# Pleco's life span



## hellrazar (Feb 23, 2006)

How long does the average pleco live for. Specfically the common pleco. I have one in my 35G which is not big enough for him. he is about 2 yrs old and 7" long. just wondering if he will die soon or should I trade him in for something smaller?


----------



## BryceM (Nov 6, 2005)

I've had a few that hung around for 5 or 6 years. They can go even longer. Unfortunately, most species of plecos get too big for the average tank that people keep them in. Good luck trading him in.
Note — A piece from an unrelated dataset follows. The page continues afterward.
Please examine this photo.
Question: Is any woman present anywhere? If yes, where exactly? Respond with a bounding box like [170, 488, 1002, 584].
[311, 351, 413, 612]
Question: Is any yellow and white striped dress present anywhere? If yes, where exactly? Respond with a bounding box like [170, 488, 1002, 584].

Some LFS's are overrun with the big ones and won't take them. 7" isn't too bad though - it's the 12-16" guys that are hard to get rid of.


----------



## jbot (Feb 3, 2006)

we have had a pleco here in our department for pushing 12 years if i'm not mistaken!


----------



## Raul-7 (Feb 4, 2004)

They are really long lived fish. Not uncommon to live for between 14-20 years.


----------



## vancat (Nov 5, 2004)

I've got 2 small ones that have to be 10+ years


----------



## turbomkt (Mar 31, 2004)

A neighbor had one that was at least 18 years old when they gave it to a lfs for a display tank...


----------



## JanS (Apr 14, 2004)

My old guy was 17 when he died. He was in a 125 gallon and was crowded in there.....

They are another of those fish I wish they wouldn't offer so readily when there are better small choices out there. Poor guys....


----------